Perché mi si stringe il cuore? Perché alla dolcezza sommessa si associa una malinconia infinita?! Certo, è la nostalgia del tempo consumatosi e degli affetti più cari, smarriti per sempre nella nebbia infittitasi con gli anni e che tuttavia riesci a diradare per qualche istante, ma non solo….E’ anche un calore che ti fa sentire l’appartenenza ad una terra, ad un popolo “bambino” come sapeva esserlo quel tuo popolo napoletano ingenuamente proteso a rappresentare ed a rappresentarsi in quello spaccato di umanità colorita e vociante, festaiola nel manifestare la gioia dell’Evento a modo suo…una maniera povera e semplice di chi sa accontentarsi di poche cose : un cibo finalmente abbondante, una musica festosa, la vivacità dei colori, il vocìo del mercato, i ritmi d’una quotidianità febbrile, esuberante confusa.
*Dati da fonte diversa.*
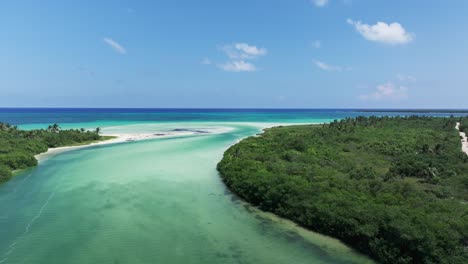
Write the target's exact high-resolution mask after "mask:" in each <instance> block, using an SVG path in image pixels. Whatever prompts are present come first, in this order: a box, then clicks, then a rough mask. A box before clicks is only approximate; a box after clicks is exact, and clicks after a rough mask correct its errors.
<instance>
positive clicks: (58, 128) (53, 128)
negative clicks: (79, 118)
mask: <svg viewBox="0 0 468 264" xmlns="http://www.w3.org/2000/svg"><path fill="white" fill-rule="evenodd" d="M49 127H50V126H49ZM51 131H52V132H54V133H56V132H59V131H60V126H59V125H58V124H57V123H55V124H53V125H52V127H51Z"/></svg>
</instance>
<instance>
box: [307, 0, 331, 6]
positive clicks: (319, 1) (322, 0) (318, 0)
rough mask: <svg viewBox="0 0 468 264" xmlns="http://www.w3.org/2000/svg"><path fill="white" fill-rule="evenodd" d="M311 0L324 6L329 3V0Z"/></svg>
mask: <svg viewBox="0 0 468 264" xmlns="http://www.w3.org/2000/svg"><path fill="white" fill-rule="evenodd" d="M311 2H312V3H313V4H314V5H315V6H318V7H324V6H326V5H327V4H328V0H311Z"/></svg>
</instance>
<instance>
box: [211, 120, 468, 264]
mask: <svg viewBox="0 0 468 264" xmlns="http://www.w3.org/2000/svg"><path fill="white" fill-rule="evenodd" d="M456 122H461V128H462V129H464V130H465V131H466V130H468V118H467V117H465V118H453V117H452V118H436V117H417V116H410V117H381V118H378V117H369V118H365V117H357V118H347V119H344V120H341V121H334V122H333V123H331V124H329V125H300V126H288V127H276V128H272V129H266V130H265V132H264V133H263V134H261V135H259V136H256V137H250V138H247V139H244V140H242V141H241V142H240V143H238V144H236V145H234V146H232V147H231V148H229V149H228V150H227V151H226V152H225V154H224V157H223V159H222V161H221V162H220V163H219V164H218V170H219V171H220V173H221V176H222V178H223V180H224V182H225V183H226V185H227V186H228V187H229V188H230V189H231V190H232V191H233V192H234V193H236V194H237V195H239V196H240V197H241V198H243V199H245V200H247V201H248V202H250V203H252V204H254V205H256V206H259V207H260V208H261V209H263V210H266V211H270V212H273V213H276V214H278V215H280V216H283V217H286V218H289V219H291V220H293V221H295V222H296V223H298V224H300V225H302V226H304V227H307V228H310V229H312V230H314V231H318V232H321V233H324V234H328V235H331V236H334V237H337V238H339V239H341V240H343V241H344V242H346V243H347V244H349V245H350V246H352V247H354V248H356V249H357V250H359V251H361V252H363V253H365V254H368V255H369V256H371V257H373V258H374V259H376V260H377V261H379V262H381V263H392V264H396V263H450V264H454V263H460V264H461V263H468V204H467V201H468V156H467V155H466V154H464V153H462V152H461V143H460V137H459V134H458V131H456V130H455V124H456ZM467 132H468V131H467Z"/></svg>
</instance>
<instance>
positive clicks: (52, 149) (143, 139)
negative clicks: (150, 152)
mask: <svg viewBox="0 0 468 264" xmlns="http://www.w3.org/2000/svg"><path fill="white" fill-rule="evenodd" d="M193 134H196V132H192V131H171V132H158V133H124V134H115V133H109V134H104V135H103V136H112V137H115V138H113V139H109V140H103V141H99V142H93V143H90V144H86V145H79V146H66V147H58V148H49V149H48V150H47V151H46V152H43V153H40V154H37V155H35V156H34V157H35V158H36V159H37V161H38V162H39V163H40V162H42V161H44V160H46V159H48V158H50V157H52V156H54V155H57V154H59V153H63V152H66V151H70V150H75V149H81V148H87V147H90V146H97V145H108V144H117V143H123V142H133V141H140V140H148V139H155V138H164V137H166V138H167V137H178V136H188V135H193Z"/></svg>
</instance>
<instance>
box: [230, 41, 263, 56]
mask: <svg viewBox="0 0 468 264" xmlns="http://www.w3.org/2000/svg"><path fill="white" fill-rule="evenodd" d="M221 49H222V50H223V51H224V52H225V53H226V55H227V56H228V57H229V58H231V59H240V60H245V59H255V58H257V57H259V56H264V55H266V54H267V50H266V49H265V48H257V47H256V46H251V45H249V44H247V43H235V44H233V45H224V46H223V47H222V48H221Z"/></svg>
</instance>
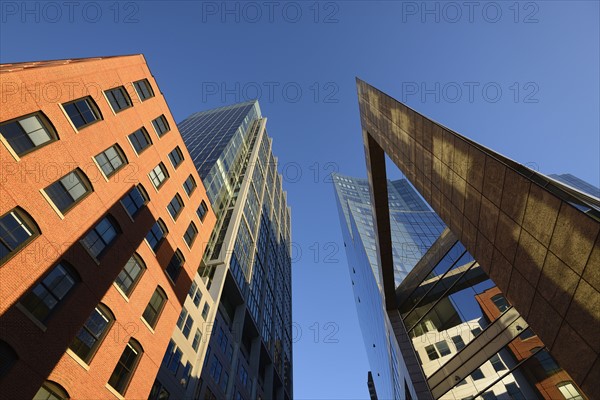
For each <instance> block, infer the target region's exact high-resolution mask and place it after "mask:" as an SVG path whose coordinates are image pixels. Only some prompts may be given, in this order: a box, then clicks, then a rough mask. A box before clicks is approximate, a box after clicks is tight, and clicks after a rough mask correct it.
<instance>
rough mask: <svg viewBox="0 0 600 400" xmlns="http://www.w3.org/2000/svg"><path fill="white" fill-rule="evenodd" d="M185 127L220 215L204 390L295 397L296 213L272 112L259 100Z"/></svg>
mask: <svg viewBox="0 0 600 400" xmlns="http://www.w3.org/2000/svg"><path fill="white" fill-rule="evenodd" d="M178 128H179V130H180V132H181V134H182V136H183V138H184V141H185V143H186V145H187V146H188V149H189V151H190V154H191V156H192V158H193V161H194V163H195V164H196V167H197V168H198V170H199V172H200V176H201V177H202V178H203V182H204V184H205V186H206V188H207V193H208V197H209V199H210V200H211V203H212V206H213V210H215V213H216V215H217V223H216V225H215V229H214V231H213V233H212V236H211V239H210V241H209V244H208V246H207V251H206V253H205V255H204V260H203V264H202V266H201V267H200V269H199V275H200V278H199V280H200V281H201V282H202V283H203V284H204V285H205V286H206V287H207V288H208V290H209V291H210V292H211V293H214V294H215V296H219V297H217V298H215V300H216V303H218V311H217V314H216V316H215V318H214V324H213V325H212V331H211V335H210V340H209V345H208V349H207V353H206V356H205V358H204V360H205V361H204V367H203V369H202V372H201V375H200V378H201V379H200V384H199V388H198V391H197V395H198V396H199V398H235V399H238V398H239V399H247V400H249V399H256V398H263V399H271V398H273V399H291V398H292V394H293V392H292V389H293V388H292V332H291V329H292V304H291V299H292V297H291V293H292V291H291V214H290V209H289V207H288V206H287V201H286V193H285V192H284V191H283V188H282V178H281V175H280V174H279V173H278V172H277V159H276V158H275V157H274V156H273V154H272V151H271V147H272V146H271V145H272V140H271V138H269V136H268V135H267V131H266V119H264V118H262V115H261V113H260V107H259V104H258V102H257V101H253V102H247V103H241V104H236V105H233V106H228V107H222V108H218V109H215V110H210V111H205V112H200V113H196V114H193V115H192V116H190V117H188V118H186V119H185V120H184V121H183V122H181V124H179V125H178ZM223 343H225V344H223ZM213 396H214V397H213Z"/></svg>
Ed io, che mi sento oggi così distante da quella gente, riscopro per un momento le mie radici più vere, ritrovo i miei cari che sento nuovamente al mio fianco e considero quanto sia cambiato quel mondo che mi ha dato i natali. Allora formulo l’auspicio, poco convinto, che il Presepio non abbia a finire anch’esso come quel popolo di cui s’è persa ogni traccia. Perché il Presepio può e deve essere considerato e custodito come uno spaccato antropologico, come un testimonianza irripetibile d’una cultura semplice e bonaria, soffocata, travolta e smarrita da un’epoca priva di Storia e dimentica d’ogni sentimento di piena e vera umanità.